Consider a few scenarios:

  • The entitlement of fund members to elect 50 percent of funds' boards introduces a new category of trustees. Organised labour was in the forefront of promoting the amendment but has yet to make full use of it.

    Once it walks through the open door in a big way, and it can only be a matter of time before it does, all sorts of things are in the offing: some real shareholder activism, some acrimony with employer-nominated trustees, of which the Seifsa dispute (TT May and June ‘05) is a foretaste, and some areas of deadlock, say, on the allocation of funds to "social" investments.

    Although trustees are beholden to promote the best interests of their funds, not use them to advance the interests of one stakeholder group at the expense of another, on individual interpretation of "best interests" the whole area of retirement funding can become highly politicised;

  • Trustees are stewards for billions of rand in retirement-fund assets. At least some trustees – old, new and aspiring – simply don't and won't have the wherewithal to act with "due skill and prudence". They're vulnerable to experts in fees and gobbledegook;
  • Any incentive, or any reason, to become a trustee is not easily apparent. Unlike company directors, who're generously remunerated, trustees rarely receive even a token stipend. Like company directors, similarly responsible for huge assets, trustees take on personal liability.

    They're at risk, but (aside from "relationship-building" gifts and hospitality, which can compromise them) they get no reward. What they can get is sued. Yet they're expected to commit weeks for training, days for meetings and more days for preparation.

    Sometimes employers give them all the necessary time, sometimes not. Either way, to take on such commitments voluntarily requires a dose of craziness or an attack of chronic public-spiritedness;

  • Then, having been through the training rigours, they drop out. Predictably, under the circumstances of realising what they've taken on, the level of trustee churn is incredibly and unacceptably high; 
  • Who's to pay for the training? If a course is accredited, employers can claim back part of the fee from their skills-development levies, provided they've paid for the training. The reality is that usually the funds pay for it. Because funds don't pay levies, there's no claim-back;
  • Who's to do the training? Service providers have a wealth of material and knowledge to impart. They also have the motivation to impart it, if not entirely through altruism and goodwill then through the need to shine their images with existing and potential clients.
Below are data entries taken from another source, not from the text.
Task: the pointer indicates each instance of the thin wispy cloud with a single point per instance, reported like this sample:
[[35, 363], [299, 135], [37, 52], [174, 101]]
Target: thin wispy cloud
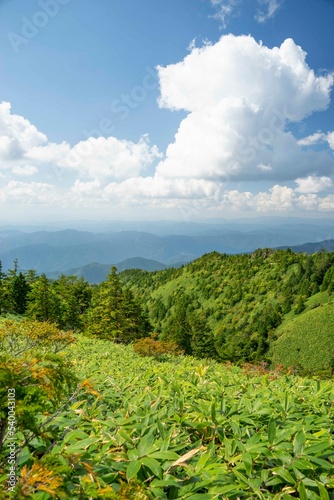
[[226, 9], [267, 9]]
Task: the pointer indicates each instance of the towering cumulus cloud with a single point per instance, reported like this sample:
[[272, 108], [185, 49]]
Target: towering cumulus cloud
[[240, 95]]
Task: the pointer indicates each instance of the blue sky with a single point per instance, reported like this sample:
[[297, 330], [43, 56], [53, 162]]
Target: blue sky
[[180, 109]]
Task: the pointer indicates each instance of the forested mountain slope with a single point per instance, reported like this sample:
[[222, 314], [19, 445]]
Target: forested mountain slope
[[230, 306]]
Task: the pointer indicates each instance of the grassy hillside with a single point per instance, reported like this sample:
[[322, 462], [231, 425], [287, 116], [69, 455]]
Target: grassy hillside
[[307, 340], [242, 299], [180, 429]]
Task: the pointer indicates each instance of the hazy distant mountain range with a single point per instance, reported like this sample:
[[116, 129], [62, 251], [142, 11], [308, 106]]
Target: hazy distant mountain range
[[70, 249]]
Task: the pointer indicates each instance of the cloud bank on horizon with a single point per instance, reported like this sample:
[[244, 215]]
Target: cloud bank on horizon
[[239, 97]]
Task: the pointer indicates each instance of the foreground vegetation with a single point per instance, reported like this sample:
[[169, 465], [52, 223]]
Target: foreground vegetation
[[268, 306], [136, 428]]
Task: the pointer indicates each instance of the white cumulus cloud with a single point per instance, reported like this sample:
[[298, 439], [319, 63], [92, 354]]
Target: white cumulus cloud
[[313, 184], [240, 95]]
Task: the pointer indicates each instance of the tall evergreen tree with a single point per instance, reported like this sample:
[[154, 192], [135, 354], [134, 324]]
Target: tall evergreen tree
[[44, 303], [202, 339], [114, 314], [19, 293], [179, 329]]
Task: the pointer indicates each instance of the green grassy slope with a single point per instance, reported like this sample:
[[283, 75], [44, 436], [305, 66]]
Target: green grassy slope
[[307, 340], [245, 298]]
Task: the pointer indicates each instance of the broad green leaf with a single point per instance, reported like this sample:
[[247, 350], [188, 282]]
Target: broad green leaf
[[285, 474], [132, 469], [153, 465], [299, 443], [302, 491], [323, 492], [145, 445], [271, 431], [248, 463], [164, 455]]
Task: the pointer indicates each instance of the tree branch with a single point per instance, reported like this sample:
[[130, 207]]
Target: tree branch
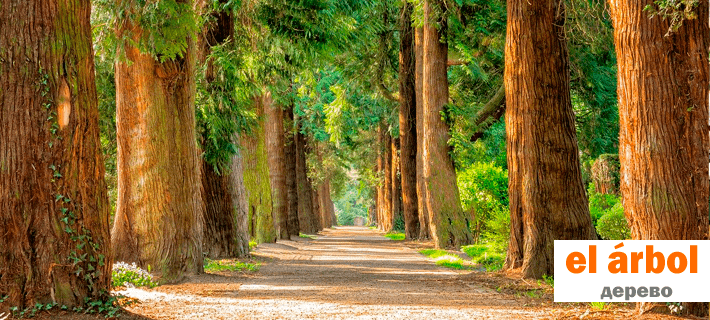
[[491, 112]]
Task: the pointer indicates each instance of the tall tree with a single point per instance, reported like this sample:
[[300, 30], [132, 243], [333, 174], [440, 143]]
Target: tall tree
[[306, 211], [225, 207], [290, 167], [449, 227], [407, 123], [418, 78], [159, 219], [663, 117], [54, 230], [547, 196], [274, 134], [256, 178]]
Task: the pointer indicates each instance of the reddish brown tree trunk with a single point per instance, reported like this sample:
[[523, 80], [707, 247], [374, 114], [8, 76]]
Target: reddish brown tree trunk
[[274, 132], [663, 119], [52, 187], [547, 196], [290, 166], [226, 211], [159, 219], [306, 210], [221, 193], [396, 185], [256, 179], [419, 106], [449, 227], [407, 123], [387, 207]]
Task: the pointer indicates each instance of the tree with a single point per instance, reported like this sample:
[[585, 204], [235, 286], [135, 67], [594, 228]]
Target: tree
[[159, 219], [407, 123], [256, 178], [449, 227], [225, 207], [418, 82], [663, 113], [275, 145], [290, 172], [54, 233], [306, 211], [547, 196]]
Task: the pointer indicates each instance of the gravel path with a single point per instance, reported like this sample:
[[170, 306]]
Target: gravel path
[[346, 273]]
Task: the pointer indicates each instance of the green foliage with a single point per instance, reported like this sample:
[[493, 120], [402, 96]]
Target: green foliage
[[483, 188], [488, 255], [124, 274], [229, 265], [613, 225], [676, 11], [397, 236]]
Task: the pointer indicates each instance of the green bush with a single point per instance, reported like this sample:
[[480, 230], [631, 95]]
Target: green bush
[[124, 274], [484, 192], [613, 225], [600, 204]]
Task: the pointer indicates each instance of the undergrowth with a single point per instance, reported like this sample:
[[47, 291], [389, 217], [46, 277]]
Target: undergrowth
[[229, 265]]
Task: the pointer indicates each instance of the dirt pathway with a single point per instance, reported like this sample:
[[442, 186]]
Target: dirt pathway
[[346, 273]]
    There's also the Financial Sector Charter's requirement for institutions annually to invest a minimum of 0,2 percent of taxed operating profits in "consumer education", and specifically to help pension-fund trustees "enhance their understanding of investments".

    But the unions are particularly mistrustful of service providers, seen to be furthering trustee training to further the sale of their products and services. Yet it's criminally wasteful not to take the excellent material freely on offer, screened if need be for objectivity and adapted if required for use on accredited courses. To wait for something better to arrive from bureaucracy is, well, to wait;

  • What, precisely, is "training" to comprise?

    Given the huge differentials in trustees' investment knowledge, it can range from the importance of minute-taking to the intricacies of derivatives.

    Given the massive swing from defined-benefit to defined-contribution retirement funds, which transfers the investment risk from employers to members, it can range from drafting a statement of investment principles to the appropriateness of an asset-allocation strategy and the complex handling of individual member choice.

    Given the intention of National Treasury to upgrade the standard for judging trustees' conduct from what's expected "of a person in the position of the trustee in question" to "the skills and prudence of persons familiar with the issues", implementation of laudable objectives is all the more formidable.

    There's no way to short-circuit the commitments of time and resources required to meet a priority in the scale of social challenges. Unless competent trustees can prise the whales back into the water, people won't get the best pensions to which their savings entitle them.